This week a dust storm so ridiculously huge that it was visible from space tore through Colorado. The National Oceanic and Atmospheric Administration’s GOES-East satellite captured a two-hour timelapse of the storm, which you can see above.
On Friday the National Weather Service in Pueblo said gusty north winds exceeded 60 mph (96 kph) and a dust storm warning remained in effect in southeastern Colorado throughout the morning and the early afternoon. The National Weather Service also issued a “blowing dust warning” for the region on Friday, and it said the strong winds increased “critical fire danger,” according to the Denver Post.
The storm severely limited visibility on major roadways. Videos shared by Colorado State Patrol of cars pulled off to the side of the road look like scenes straight out of a Mad Max movie, the skyline dissipated by a thick cloud of dust clogging the air.
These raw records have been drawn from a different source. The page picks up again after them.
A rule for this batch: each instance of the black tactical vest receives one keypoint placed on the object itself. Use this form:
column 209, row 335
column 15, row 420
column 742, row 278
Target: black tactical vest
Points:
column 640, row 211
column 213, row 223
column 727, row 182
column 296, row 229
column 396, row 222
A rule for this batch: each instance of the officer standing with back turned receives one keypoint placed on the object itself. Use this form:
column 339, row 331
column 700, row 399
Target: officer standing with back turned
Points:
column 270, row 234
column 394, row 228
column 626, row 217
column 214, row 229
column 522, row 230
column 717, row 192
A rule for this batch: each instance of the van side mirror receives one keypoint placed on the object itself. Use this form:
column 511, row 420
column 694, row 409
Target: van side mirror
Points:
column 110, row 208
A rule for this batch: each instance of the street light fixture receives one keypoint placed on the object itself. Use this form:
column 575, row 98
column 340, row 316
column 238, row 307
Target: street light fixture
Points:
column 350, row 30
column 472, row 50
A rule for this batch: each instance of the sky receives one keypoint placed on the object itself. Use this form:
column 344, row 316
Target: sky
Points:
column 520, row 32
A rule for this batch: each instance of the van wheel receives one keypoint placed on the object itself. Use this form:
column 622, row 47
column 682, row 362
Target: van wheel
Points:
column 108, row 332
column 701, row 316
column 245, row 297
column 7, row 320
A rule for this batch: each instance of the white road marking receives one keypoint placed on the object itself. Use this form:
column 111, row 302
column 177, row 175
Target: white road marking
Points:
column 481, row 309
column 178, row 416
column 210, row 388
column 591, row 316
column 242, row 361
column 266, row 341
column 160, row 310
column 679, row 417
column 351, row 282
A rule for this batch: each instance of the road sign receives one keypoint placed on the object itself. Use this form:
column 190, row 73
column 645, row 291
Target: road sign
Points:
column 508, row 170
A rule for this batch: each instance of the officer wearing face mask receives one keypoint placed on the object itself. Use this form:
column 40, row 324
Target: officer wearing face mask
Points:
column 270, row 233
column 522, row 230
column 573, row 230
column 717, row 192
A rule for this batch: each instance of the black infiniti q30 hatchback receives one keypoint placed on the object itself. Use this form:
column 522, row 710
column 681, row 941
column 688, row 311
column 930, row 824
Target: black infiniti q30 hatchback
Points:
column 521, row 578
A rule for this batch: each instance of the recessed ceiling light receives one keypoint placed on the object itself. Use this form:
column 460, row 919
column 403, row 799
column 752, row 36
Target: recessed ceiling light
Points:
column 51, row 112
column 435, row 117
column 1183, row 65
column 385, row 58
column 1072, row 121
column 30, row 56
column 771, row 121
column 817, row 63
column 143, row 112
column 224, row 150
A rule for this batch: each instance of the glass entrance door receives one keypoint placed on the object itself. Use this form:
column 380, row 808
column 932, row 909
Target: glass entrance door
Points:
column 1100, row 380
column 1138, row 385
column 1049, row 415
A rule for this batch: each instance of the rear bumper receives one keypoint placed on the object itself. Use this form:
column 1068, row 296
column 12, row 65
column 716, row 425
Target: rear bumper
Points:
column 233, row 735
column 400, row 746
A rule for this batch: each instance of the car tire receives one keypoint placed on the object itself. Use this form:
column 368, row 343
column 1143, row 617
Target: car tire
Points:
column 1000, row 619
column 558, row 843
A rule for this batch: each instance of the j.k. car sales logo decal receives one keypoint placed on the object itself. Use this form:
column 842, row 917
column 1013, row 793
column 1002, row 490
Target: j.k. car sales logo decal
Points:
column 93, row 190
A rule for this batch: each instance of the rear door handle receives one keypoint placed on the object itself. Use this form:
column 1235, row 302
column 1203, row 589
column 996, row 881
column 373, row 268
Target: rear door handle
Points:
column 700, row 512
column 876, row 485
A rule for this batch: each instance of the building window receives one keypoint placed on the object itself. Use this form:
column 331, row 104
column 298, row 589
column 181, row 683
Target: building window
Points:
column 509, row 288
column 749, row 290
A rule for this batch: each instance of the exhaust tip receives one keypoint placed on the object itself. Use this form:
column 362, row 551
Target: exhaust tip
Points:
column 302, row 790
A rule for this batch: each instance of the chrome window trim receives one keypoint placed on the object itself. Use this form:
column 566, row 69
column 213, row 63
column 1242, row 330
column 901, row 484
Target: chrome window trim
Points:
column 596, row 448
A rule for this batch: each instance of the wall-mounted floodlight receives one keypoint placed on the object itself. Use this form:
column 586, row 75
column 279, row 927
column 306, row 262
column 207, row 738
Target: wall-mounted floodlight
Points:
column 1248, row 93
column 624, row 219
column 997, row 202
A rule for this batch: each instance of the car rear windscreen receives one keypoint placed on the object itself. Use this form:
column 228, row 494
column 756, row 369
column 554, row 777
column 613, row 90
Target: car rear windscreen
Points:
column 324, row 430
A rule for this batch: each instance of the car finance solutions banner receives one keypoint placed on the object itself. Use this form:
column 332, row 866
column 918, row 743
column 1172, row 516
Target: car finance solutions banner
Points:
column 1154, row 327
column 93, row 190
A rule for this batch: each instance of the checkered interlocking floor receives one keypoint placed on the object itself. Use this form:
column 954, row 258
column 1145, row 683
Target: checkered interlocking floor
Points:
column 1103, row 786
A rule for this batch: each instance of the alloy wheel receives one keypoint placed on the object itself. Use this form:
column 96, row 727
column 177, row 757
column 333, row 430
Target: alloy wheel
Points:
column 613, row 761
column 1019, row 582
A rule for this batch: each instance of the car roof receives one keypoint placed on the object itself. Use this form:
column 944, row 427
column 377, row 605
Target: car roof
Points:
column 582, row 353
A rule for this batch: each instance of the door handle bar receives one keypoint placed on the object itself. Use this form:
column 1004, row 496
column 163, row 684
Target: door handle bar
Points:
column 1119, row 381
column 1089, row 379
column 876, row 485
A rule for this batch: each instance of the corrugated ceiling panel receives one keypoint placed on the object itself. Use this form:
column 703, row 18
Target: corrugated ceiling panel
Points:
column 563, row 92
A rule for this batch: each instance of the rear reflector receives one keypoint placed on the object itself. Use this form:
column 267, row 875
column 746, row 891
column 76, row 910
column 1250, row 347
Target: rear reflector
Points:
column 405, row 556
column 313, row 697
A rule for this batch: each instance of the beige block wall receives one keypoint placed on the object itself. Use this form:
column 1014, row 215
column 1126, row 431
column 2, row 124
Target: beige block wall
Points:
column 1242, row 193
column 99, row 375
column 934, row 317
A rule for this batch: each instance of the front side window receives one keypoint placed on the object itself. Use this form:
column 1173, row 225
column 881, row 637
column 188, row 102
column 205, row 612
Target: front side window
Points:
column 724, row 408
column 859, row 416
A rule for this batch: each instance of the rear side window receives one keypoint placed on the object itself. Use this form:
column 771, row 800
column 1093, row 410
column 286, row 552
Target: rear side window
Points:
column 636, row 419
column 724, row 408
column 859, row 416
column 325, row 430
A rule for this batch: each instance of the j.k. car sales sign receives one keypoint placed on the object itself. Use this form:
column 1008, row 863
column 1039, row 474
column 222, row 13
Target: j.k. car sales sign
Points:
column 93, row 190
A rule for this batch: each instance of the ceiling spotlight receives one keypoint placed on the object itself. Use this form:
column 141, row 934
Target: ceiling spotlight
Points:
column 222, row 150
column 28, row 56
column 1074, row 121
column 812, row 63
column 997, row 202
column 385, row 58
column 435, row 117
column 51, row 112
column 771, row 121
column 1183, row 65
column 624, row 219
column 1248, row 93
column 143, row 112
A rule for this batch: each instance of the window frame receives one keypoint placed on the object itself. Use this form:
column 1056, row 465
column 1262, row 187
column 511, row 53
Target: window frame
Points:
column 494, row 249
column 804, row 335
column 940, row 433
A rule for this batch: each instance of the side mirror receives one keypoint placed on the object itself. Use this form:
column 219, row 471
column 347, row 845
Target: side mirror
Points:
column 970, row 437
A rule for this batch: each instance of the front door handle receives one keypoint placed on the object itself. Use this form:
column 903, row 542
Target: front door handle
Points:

The conditions were truly frightening for anyone in the region, and in fact proved deadly for some caught in the dust storm.
Windy conditions, low visibility, and a fatal crash shut down a stretch of highway in both directions that runs from Denver to the Kansas state border. The crash killed one person and injured up to 15 others, Colorado State Patrol tweeted, warning travelers that the dust storm was still going strong at the time of the tweet. The interstate remained blocked for more than three hours, a Colorado Department of Transportation spokesperson told the Denver Post.
Winds were also high in the days leading up to the storm. Across Wednesday night and into Thursday morning, officials reported gusts of more than 90 mph (144 kph) in parts of Boulder and Larimer counties and 116 mph (186 kph) winds near the town of Breckenridge, according to local NBC affiliate 9News.